© prspics
Author profile picture

Zahlreiche Menschen, die sich mit dem neuartigen Coronavirus SARS-CoV-2 infiziert haben und an COVID-19 erkrankt waren, klagen auch Wochen und sogar Monate nach ihrer eigentlichen Genesung noch über Folgeschäden wie Atemnot und mangelnde Fitness. Ob sich diese Schäden auf Dauer wieder beheben lassen, was bisher unklar. Ein Team der Innsbrucker Universitätsklinik für Innere Medizin II hat nun in einer Studie erstmals zeigen können, dass sich Lunge und auch Herz mit der Zeit wieder erholen können.

In dieser Studie untersuchten die Wissenschaftler 86 Patienten und Patientinnen zwischen 50 und 70 Jahren, die an der Uniklinik Innsbruck, im Krankenhaus Zams und im Reha-Zentrum Münster behandelt wurden. Knapp Dreiviertel der untersuchten Fälle waren Männer, etwa ebenso viele der Probanden waren übergewichtig bis adipös. Knapp die Hälfte waren ehemalige Raucher. Darüber hinaus hatte der größte Teil der Studienteilnehmer kardiovaskuläre Vorerkrankungen, Bluthochdruck, Diabetes oder Hypercholesterinämie.

„Überdurchschnittlich lange Genesungsphase“

Anhand spezifischer Tests wie Lungenfunktionstests, Echokardiographie und Untersuchungen der Lunge mittels Computertomographie (CT) überprüften die Wissenschaftler die Atemfähigkeit der Lunge und wie gut Sauerstoff durch die Atmung in die Lunge geleitet wird.

„55 Prozent der hospitalisierten COVID-19-PatientInnen zeigten auch sechs Wochen nach der Entlassung aus dem Krankenhaus anhaltende körperliche Beeinträchtigungen“, beschreibt Lungenspezialistin Judith Löffler-Ragg ein zentrales Ergebnis der Studie. An erster Stelle liege mit knapp 50 Prozent die Kurzatmigkeit bei Belastung, 15 Prozent der Betroffenen hätten über andauernden Husten geklagt. Die gute Nachriht ist aber, dass die untersuchten Patienten zwar eine „überdurchschnittlich lange“ Genesungsphase hätten, sich die Intensität der Beschwerden sich im Verlauf der Studie aber deutlich gebessert hätte.

Das Innsbrucker Studienteam, v.l.: Sabina Sahanic, Thomas Sonnweber, Klinikdirektor Günter Weiss, Judith Löffler-Ragg und Ivan Tancevski (Bild: D. Bullock)

In den CT-Untersuchungen zeigten 88 Prozent der Patienten noch sechs Wochen nach der Entlassung aus der Klinik „anhaltende leicht- bis mittelgradige strukturelle Veränderungen der Lunge“. Im Laufe der Zeit hätten sich diese bei den meisten Patienten aber zurückgebildet, sagen die Forscher.

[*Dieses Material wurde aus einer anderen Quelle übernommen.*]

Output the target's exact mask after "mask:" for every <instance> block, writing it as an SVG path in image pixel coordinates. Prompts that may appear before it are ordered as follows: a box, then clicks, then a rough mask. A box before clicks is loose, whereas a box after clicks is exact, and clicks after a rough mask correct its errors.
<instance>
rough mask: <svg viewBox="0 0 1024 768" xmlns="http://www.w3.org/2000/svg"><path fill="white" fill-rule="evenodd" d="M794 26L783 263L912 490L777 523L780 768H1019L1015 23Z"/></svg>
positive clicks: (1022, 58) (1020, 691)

Derzeit gebe es daher keine Hinweise auf fortschreitende Lungenschäden, wie etwa zunehmende Vernarbungen. Allerdings sei auch noch nicht klar, „ob die Veränderungen in der Lunge und die damit verbundene Einschränkung der Lungenfunktion vollständig abklingen werden“. Dazu seien weitere Untersuchungen nötig.

Strukturierte, lange Rehabilitation entscheidend

Als entscheidend für den Genesungsfortschritt nennen die Mediziner die engmaschige Anbindung des Studienzentrums an das Reha-Zentrum Münster, wo Intensivpatienten nachbetreut werden. Das mache auch den Mehrwert einer strukturierten, langandauernden Rehabilitation deutlich. „Wir konnten in unserer Langzeitstudie sehen, dass sich Patientinnen und Patienten nur langsam erholen. Erste Erfahrungen zeigen, dass die bei der Entlassung aus der Klinik diagnostizierten Beeinträchtigungen der Lungenfunktion durch eine langfristige und spezifische Rehabilitationstherapie deutlich verbessert werden können“, erklärt Sabina Sahanic aus dem Studienteam. „Entsprechend dürfte es sich bei einem Großteil der Lungenveränderungen um reversible Prozesse handeln.“

Die Innsbrucker Wissenschaftler werden den weiteren Genesungsverlauf der Studienteilnehmer nach sechs und nach zwölf Monaten durch Nachfolgeuntersuchungen analysieren.

Die entscheidenden Ergebnisse der Studie wurden am gestrigen Montag als „late breaking news“ beim Kongress der European Respiratory Society (ERS) präsentiert.